Object of desire: a patio greengage

This year, Sainsburys has been stocking greengages; and therefore has my lunchbox been including Greengages. They're very non-acidic compared to most of their plummy brethren, with a fresh, gassy flavour. And small - they seem to have escaped the size swell that has driven peaches and nectarines to be mostly too big for my lunchbox. That tomato's one of mine. Sweet little yellow cherries so vigorous I've saved seed. We're keeping those.

What's in my lunchbox 2015 OMG Nectarine

So I've been watching OMG Nectarine (above, right - it's probably this one) and Dwarf Peach Crimson Bonfire like a hawk as they both appeared be having heavily fruiting years. But as usual, they threw off their fruit as they ripened, and I am now down to one and none respectively. Even unripe, Crimson Bonfire's peaches are amazing. But it's going to need a bigger pot, better soil, fewer slugs and snails (they nibble round the stem, and down come the fruits), something.

Maybe a super-dwarfing gage would do better. My yellow raspberries are left alone by pests, and then I would be able to have my own gages in my lunchbox; and look, Spalding say they have one. Growth height 150 centimetre. But are they to be trusted? I can't find any of the usuals selling a gage on anything smaller than a Pixy. A few people are raving about a new Russian rootstock, but if it's the Krymsk, it's no smaller than a Pixy.

Wait, I have it; Sibley's gage, a compact Reine Claude grafted onto new Russian rootstock Sibley, guaranteed to remain under 4Ft, fertility boosted by the proximity of peaches and nectarines! And here's another, Dwarf Cambridge Gage, from my usual suppliers, though sadly out of stock.

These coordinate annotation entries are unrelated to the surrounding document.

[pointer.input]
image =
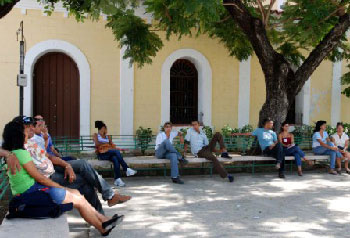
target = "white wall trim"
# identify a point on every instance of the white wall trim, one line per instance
(44, 47)
(336, 93)
(244, 93)
(204, 83)
(126, 95)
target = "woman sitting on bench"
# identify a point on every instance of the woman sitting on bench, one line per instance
(290, 149)
(322, 145)
(106, 150)
(28, 185)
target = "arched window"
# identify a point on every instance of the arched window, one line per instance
(183, 92)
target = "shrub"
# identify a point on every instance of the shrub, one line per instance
(143, 138)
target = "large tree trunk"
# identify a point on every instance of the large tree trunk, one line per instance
(282, 83)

Let the elaborate justification for this purchase begin....

Thursday, 1 October 2015

Object of desire: Campsis Indian Summer

I've been eyeing up Campsis Indian Summer ever since it turned up in a garden catalogue marked "new". Also known as Trumpet Vine, logically enough. But I was having problems relating to how it would look (and what it would need) in the real world.

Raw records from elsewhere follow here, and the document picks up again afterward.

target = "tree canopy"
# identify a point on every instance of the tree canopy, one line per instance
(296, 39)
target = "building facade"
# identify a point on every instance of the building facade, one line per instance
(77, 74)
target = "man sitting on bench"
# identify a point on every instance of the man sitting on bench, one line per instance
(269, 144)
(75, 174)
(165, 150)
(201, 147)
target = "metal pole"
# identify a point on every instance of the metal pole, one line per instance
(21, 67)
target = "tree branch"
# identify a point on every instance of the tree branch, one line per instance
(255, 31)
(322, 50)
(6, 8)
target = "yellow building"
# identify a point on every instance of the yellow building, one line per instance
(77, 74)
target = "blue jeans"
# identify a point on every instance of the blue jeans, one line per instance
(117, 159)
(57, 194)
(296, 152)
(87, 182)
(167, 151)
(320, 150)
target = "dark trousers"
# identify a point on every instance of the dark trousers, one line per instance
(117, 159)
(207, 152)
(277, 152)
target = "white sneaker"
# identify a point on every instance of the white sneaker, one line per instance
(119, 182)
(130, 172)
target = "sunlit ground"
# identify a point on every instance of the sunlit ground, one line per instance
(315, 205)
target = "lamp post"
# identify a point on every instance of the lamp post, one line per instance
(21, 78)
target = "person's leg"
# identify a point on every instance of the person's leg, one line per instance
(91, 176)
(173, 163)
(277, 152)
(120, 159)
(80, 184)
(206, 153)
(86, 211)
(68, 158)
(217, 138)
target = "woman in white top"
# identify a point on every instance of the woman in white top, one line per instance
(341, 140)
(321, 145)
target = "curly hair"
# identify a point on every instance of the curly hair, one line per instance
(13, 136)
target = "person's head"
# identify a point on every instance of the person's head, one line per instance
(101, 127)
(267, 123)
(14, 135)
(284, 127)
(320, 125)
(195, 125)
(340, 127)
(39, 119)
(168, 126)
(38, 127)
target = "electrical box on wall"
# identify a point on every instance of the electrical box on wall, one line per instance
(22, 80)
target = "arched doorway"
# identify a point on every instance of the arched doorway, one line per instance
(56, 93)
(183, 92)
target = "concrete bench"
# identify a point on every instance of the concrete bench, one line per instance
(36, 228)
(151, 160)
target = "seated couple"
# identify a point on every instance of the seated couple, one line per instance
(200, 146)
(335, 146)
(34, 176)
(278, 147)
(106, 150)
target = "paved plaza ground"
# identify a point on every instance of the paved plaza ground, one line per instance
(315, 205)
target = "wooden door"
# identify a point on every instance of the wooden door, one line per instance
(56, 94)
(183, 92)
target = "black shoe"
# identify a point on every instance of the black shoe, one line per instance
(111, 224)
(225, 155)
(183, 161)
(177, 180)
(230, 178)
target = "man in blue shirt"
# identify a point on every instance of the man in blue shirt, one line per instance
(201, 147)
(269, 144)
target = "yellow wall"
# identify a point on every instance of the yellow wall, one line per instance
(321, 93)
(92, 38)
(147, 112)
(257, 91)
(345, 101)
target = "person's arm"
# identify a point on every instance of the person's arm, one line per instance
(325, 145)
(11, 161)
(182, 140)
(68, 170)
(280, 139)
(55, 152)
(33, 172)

My walk to the university library takes me up some smart urban streets that step up steeply from the Cowley Road (takeaways, hipsters, cocktail bars, supermarkets and restaurants of every nationality) with houses that shade from grimey HMOs at the bottom to challenging millionaire conversions at the top.

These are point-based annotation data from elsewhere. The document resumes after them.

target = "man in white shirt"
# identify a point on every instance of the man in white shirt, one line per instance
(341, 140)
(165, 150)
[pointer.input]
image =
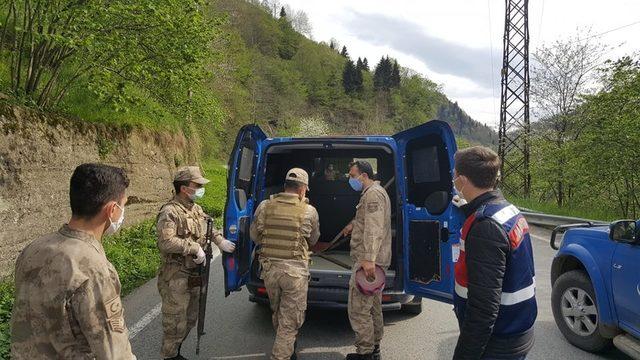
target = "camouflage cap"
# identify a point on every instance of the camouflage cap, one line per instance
(298, 175)
(190, 173)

In between, the gardens get showy, and spill out their riches into the street; and look, there's a Campsis. Here teamed with a velvety purple Clematis, for maximum complimentary colour-pop.

Campsis and Clematis

This tells me two things about Campsis (apart from the obvious, i.e. the flowers are the exact right size for your Action Man to cosplay Angel Gabriel with). It grows fast, if it likes the conditions; and it'll break through fences looking for the sun. It also wants shelter (RHS recommends a 13ft south-facing wall, to which I have to say ah-hahahahahaha) and takes a few years to establish and start flowering (aw precious).

I also catch a hint that it may only flower some years. The clue's in the name. But for those years, what a plant. I might not team with purple, though; it's a gorgeous combination, but a bit too colour-wheel perfect for my taste. Maybe Morning Yellow instead.